I want to find the roots of this function, given fixed values of s,alpha,rho,gamma and us. The issue is, I have typed this function into wolfram trying different fixed values, but the result is always that it yields no roots.
s = 40, alpha = 0.5, rho = 0.5, gamma = 2, us = 3
s = 20, alpha = 0.2, rho = 0.5, gamma = 2, us = 2
Is there something I'm missing or does this equation truly have no roots? I've attached some more images below that might be of help, thanks a lot!

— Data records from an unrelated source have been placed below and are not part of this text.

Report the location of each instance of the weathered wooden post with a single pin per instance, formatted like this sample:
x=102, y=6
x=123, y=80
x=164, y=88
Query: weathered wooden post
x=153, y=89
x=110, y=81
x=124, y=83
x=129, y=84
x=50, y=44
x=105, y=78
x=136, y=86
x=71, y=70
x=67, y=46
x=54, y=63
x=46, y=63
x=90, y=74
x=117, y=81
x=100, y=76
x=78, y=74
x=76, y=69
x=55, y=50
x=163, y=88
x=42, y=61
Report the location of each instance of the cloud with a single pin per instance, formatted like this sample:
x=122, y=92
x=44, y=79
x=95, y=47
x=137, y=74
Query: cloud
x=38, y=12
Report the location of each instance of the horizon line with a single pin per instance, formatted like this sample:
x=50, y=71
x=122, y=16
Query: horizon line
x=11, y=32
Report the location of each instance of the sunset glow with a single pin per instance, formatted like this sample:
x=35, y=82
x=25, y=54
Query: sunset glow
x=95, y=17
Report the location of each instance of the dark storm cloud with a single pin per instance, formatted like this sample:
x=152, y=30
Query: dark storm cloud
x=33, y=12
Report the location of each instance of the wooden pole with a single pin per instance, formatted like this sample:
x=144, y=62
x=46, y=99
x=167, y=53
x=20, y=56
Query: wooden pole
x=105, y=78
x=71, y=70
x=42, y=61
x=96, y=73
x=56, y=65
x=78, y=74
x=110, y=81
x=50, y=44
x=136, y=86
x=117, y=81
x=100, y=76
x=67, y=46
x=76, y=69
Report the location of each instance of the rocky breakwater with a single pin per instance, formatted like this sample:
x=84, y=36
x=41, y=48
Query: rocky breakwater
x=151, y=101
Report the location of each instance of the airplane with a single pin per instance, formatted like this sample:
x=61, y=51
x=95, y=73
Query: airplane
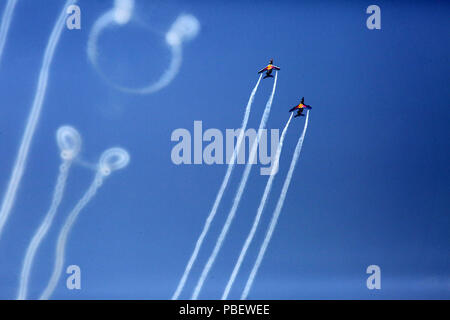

Wolfram Alpha Giving the Origin of that function above, and us is just a new variable I made up to subtract from it.
EDIT 1 : Thank you for all your suggestions; I have tried graphing it, and for sure there are no roots. This is supposed to work with either of the fixed values I chose, so I would conclude that this function really has no roots and I was down the wrong track. If anyone else has any insights, that would be great but if not, thanks for your help everyone and I'll close this thread.
Best Answer
Let's rename $us$ to $u$, since it's more common to work with single-character variable names in math (and it makes it easier to read). The equation is $$\alpha s^{\rho-1}\big[(1-\alpha)c^\rho+\alpha s^\rho\big]^{\frac{1-\gamma}\rho-1}=u.$$ Now, for every quintuple $(\alpha,s,c,\rho,\gamma)$, there is (exactly) one value of $u$ for which the equation is satisfied. This means that, for at least some values of $(\alpha,s,\rho,\gamma,u)$, there is some value $c$ that satisfies the equation: pick some real $c_0$ and some parameters $(\alpha,s,\rho,\gamma)$, set $$u_0=\alpha s^{\rho-1}\big[(1-\alpha)c_0^\rho+\alpha s^\rho\big]^{\frac{1-\gamma}\rho-1},$$ and then $c=c_0$ will be a root of the equation with parameters $(\alpha,s,\rho,\gamma,u_0)$.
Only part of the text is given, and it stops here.